Bug 1785732

Summary: Upgrade from 4.2.0 to 4.2.10 logged the user out repeatedly on safari
Product: OpenShift Container Platform Reporter: Clayton Coleman <ccoleman>
Component: openshift-apiserverAssignee: Standa Laznicka <slaznick>
Status: CLOSED WORKSFORME QA Contact: Xingxing Xia <xxia>
Severity: urgent Docs Contact:
Priority: unspecified    
Version: 4.2.0CC: aos-bugs, eparis, mfojtik, slaznick, wking
Target Milestone: ---   
Target Release: 4.4.0   
Hardware: Unspecified   
OS: Unspecified   
Whiteboard:
Fixed In Version: Doc Type: If docs needed, set a value
Doc Text:
Story Points: ---
Clone Of: Environment:
Last Closed: 2020-02-10 14:23:53 UTC Type: Bug
Regression: --- Mount Type: ---
Documentation: --- CRM:
Verified Versions: Category: ---
oVirt Team: --- RHEL 7.3 requirements from Atomic Host:
Cloudforms Team: --- Target Upstream Version:
Embargoed:

Description Clayton Coleman 2019-12-20 19:34:47 UTC
We performed an upgrade of 4.2.0 CI test cluster to 4.2.10.  I was logged in to safari to Grafana, prometheus, and the console.  I was logged out 3 times during the upgrade and once after the upgrade (about 15m).

Expected:

During an upgrade, no user sessions should be disrupted (user should remain logged in).

Must-gather coming soon

Comment 1 W. Trevor King 2019-12-20 19:44:32 UTC
I got a:

{"error":"server_error","error_description":"The authorization server encountered an unexpected condition that prevented it from fulfilling the request.","state":"1cbcdd44"}

out of https://oauth-openshift.apps.build01.ci.devcluster.openshift.com/oauth/authorize slightly before 2019-12-20 18:36Z, in case that's related.

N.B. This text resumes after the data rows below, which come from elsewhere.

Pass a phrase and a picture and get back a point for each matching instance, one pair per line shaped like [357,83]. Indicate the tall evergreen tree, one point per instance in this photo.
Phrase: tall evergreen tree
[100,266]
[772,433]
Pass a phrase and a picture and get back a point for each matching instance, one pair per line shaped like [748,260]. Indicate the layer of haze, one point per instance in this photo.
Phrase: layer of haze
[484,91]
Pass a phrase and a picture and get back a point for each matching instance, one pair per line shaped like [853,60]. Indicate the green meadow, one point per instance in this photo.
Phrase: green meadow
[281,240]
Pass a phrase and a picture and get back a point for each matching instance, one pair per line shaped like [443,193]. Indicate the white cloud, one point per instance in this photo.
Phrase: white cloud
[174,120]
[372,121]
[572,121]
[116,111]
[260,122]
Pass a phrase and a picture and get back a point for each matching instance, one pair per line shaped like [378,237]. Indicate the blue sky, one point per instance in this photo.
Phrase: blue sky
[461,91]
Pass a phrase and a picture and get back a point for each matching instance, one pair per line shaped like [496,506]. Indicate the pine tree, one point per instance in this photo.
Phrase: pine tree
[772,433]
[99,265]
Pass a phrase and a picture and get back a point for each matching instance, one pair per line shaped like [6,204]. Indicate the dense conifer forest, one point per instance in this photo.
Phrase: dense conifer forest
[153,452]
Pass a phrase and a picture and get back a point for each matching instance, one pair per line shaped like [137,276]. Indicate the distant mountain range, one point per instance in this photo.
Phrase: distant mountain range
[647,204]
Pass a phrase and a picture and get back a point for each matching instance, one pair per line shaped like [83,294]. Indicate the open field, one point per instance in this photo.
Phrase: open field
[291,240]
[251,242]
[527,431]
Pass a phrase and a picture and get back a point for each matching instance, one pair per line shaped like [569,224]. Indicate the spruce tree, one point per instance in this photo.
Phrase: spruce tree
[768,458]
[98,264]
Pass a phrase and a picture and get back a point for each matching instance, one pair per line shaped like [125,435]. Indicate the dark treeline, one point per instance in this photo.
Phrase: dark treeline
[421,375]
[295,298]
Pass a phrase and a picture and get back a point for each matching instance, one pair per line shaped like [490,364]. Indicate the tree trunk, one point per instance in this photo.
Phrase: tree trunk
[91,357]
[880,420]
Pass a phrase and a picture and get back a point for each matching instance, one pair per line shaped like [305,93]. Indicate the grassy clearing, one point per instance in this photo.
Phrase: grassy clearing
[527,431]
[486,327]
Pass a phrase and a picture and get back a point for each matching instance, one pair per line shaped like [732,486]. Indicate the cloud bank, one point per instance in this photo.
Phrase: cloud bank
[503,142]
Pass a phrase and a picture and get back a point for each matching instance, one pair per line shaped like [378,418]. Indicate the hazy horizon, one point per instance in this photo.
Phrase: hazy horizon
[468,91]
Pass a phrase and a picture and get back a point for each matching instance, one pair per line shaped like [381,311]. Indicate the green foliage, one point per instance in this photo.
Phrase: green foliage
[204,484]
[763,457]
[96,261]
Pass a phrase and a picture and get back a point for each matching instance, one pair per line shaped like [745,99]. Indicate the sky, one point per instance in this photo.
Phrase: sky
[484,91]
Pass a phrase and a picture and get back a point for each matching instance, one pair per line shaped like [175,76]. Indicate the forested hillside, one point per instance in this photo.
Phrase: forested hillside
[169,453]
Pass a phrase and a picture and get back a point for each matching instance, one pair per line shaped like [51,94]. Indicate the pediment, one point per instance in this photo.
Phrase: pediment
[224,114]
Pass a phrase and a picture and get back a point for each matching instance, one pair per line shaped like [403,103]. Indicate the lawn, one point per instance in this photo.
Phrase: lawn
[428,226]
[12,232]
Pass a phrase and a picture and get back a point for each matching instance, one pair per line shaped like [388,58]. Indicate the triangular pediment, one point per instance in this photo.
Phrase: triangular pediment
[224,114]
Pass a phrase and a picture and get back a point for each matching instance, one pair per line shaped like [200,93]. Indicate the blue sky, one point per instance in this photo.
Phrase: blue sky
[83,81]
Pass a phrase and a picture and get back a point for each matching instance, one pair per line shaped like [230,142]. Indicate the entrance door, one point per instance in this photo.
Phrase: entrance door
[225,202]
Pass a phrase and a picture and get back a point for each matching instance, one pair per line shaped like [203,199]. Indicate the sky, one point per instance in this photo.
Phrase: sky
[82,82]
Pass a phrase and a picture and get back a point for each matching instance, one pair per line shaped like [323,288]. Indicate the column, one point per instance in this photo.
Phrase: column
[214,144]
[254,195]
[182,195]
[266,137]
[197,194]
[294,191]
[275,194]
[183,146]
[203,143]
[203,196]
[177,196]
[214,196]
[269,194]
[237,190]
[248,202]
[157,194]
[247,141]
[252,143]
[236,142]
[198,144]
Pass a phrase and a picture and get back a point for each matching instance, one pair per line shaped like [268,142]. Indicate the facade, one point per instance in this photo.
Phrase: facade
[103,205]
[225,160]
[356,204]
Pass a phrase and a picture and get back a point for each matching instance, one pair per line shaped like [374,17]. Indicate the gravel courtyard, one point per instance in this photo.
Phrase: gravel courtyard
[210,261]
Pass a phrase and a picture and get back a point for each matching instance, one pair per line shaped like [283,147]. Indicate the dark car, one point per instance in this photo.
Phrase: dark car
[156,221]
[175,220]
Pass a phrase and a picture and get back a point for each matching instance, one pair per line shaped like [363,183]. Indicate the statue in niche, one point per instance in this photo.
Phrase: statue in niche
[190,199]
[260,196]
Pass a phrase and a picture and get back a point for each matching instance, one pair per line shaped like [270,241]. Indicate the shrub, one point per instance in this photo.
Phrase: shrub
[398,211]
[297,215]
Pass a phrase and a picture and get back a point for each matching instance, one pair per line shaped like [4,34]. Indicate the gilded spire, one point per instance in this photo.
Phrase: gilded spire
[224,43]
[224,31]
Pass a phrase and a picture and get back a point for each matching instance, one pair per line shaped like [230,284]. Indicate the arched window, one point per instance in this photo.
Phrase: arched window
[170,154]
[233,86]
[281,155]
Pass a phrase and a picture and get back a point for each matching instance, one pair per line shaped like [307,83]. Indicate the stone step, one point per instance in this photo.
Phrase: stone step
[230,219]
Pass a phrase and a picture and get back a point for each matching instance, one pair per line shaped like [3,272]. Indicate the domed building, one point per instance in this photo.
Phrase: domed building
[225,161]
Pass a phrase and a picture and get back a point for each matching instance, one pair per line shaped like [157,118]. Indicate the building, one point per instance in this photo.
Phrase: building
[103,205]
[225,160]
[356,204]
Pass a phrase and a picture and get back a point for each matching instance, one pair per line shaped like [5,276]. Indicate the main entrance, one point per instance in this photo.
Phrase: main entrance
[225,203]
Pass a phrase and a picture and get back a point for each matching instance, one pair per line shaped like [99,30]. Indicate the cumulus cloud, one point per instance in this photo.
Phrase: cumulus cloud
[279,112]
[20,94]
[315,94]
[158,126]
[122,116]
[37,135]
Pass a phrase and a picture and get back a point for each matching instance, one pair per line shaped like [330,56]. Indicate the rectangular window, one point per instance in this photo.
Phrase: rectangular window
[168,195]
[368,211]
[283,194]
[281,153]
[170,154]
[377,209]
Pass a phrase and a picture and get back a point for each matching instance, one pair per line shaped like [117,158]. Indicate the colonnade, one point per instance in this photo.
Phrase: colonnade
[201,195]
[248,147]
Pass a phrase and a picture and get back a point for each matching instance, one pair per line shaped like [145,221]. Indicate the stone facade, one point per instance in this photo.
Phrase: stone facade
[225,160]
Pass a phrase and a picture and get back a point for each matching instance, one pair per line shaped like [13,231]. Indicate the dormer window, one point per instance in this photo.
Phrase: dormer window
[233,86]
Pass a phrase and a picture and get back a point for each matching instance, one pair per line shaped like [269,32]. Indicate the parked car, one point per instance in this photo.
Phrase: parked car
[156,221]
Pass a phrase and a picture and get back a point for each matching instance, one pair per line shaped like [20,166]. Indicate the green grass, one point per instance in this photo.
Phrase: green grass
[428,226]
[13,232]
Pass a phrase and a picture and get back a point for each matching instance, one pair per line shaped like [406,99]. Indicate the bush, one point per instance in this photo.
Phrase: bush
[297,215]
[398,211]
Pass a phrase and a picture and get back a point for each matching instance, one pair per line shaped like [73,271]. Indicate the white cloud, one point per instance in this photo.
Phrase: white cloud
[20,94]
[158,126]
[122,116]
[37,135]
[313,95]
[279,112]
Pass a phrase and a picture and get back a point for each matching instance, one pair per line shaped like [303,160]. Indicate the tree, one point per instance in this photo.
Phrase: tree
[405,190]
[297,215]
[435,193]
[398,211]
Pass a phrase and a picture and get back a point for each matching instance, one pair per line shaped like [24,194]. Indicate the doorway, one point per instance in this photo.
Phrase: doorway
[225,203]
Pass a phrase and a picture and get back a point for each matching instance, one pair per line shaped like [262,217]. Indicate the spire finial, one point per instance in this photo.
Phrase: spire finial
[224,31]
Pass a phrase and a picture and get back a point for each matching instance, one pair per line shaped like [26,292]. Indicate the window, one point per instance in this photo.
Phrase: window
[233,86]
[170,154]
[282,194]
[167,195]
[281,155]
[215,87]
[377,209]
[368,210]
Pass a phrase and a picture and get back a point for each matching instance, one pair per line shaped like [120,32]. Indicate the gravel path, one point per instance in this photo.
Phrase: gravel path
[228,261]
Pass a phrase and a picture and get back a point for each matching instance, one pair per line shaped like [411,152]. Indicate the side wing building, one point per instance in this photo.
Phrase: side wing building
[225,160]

Comment 5 Standa Laznicka 2020-01-02 12:51:51 UTC
Some observations:

One of the oauth-servers, most probably the one handling the login, logs:
```
osinserver.go:91] internal error: resource name may not be empty
```
That suggests we are ignoring an error we're getting from an unavailable KAS/OAS somewhere and this should be fixed, but unfortunately from this log it's really hard to tell where that might be.


It also appears that no openshift-apiserver was available for certain period of time during the upgrade - from authenthication-operator logs:
```
failed with: the server is currently unable to handle the request (post oauthclients.oauth.openshift.io)
```

This would cause the session disruption, as KAS pods need to access the oauthaccesstoken resource in order to validate the tokens sent to them by the console. Indeed, the OAS-o reports 503 on "oauth.openshift.io.v1" for a brief moment, I don't think that's desired.

Moving to openshift-apiserver component for now.

Comment 7 Maciej Szulik 2020-02-10 14:23:53 UTC
We were not able to reproduce this problem in extensive testing, given this was moved twice the release, I'm gonna close this. Feel free to reopen if this re-appears.